Ben Soedira’s Foreign Sands is an exploration of what constitutes ‘home’. Having lived in a country foreign to his parent’s background, Soedira has been surrounded by the modernisation of culture and people. Foreign Sands uses the metaphor of the landscape to visually express the growth and development by which people have influenced a city. In this case Dubai, a city purely built on foreign elements, from imported sand to manipulating its own natural resources in order to seamlessly construct the impossible.
Foreign Sands displays metaphors that subtly show this, through images of clothing that blend within the natural landscape, to the growing community of Kushti wrestlers fighting for a place they can call home. Images of sand and dust speak about the desert and its ever-shifting landscape, much like Dubai itself. Making Dubai a reflection of a globalised society, a place that has been influenced and built up by foreign cultures. As the city rapidly moves forward we begin to forget what is truly important, a kind of ‘urban amnesia’. People shift the direction and meaning of home by creating their own communities and life within a changing urban landscape.

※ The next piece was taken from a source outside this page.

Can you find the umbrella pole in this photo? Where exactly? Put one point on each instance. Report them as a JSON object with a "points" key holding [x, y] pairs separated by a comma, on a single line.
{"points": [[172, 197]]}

Dubai is home for the artist despite that officially on paper being Glasgow. Through the work Soedira questions what constitutes home and identity in his own life. It leads him to ask Where am I from and what truly is home for me? Dubai is a place that feels strangely foreign to Soedira, but at the same time he is very comfortable in. Yet with everything in motion it excites him to see his home shift and expand in new directions; a place that allows all cultures and nationalities to bring something from their own motherland to this new home.